9. Tell your MP what you want
- Make sure to tell your local MP exactly what you want them to do. Be clear and to the point.
- Give your MP strong reasons to take the action you want, it helps to demonstrate why this is in their best interests. Making it clear that there is strong electoral support for protecting koalas from extinction is an important first step. The more support you can show, the more likely they’ll think of it as a vote-shifting issue.
10. Secure a commitment
- Once you’ve asked your MP for action, make sure you get a commitment. Ask them what they are going to do as a result for your visit and when they are going to do it. Make sure they inform you when they have taken action.
- Be careful - sometimes your MP may try and refer your concern to another MP who has greater responsibility in the area (for example Environment and Energy Minister Matthew Kean). If this happens, politely remind them that as a member of their electorate you would like their involvement.
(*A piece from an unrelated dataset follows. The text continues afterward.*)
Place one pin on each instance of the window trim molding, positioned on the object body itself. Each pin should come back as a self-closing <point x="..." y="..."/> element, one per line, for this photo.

- If your MP does not support your position, make sure they justify to you in writing their differing view. This is a valuable and fundamental part of the democratic process.
11. Leave a strong impact
- When the meeting is over, make sure you thank your MP for meeting and discussing the issue with you, regardless of the meeting’s success.
- Make sure to ask for the business cards of any advisors who are present in the meeting, and make sure you pass their details on to the NSW office.
- Finally, get a photo with the MP that you can share on social media, and once you get home email them a thank-you letter.
12. Debrief and follow up
- Talk over how the meeting went with your regional group. Discuss what worked, what didn’t, and what you could do better next time.
- Don’t forget to let the NSW Office know how the meeting went - email them a quick summary and let them know if you received any commitments.
- Make sure your MP honours their commitments to you from your meeting. If you don’t hear anything from them for a month, give their office a ring or write and ask them whether they have taken action. Remember, persistence is key.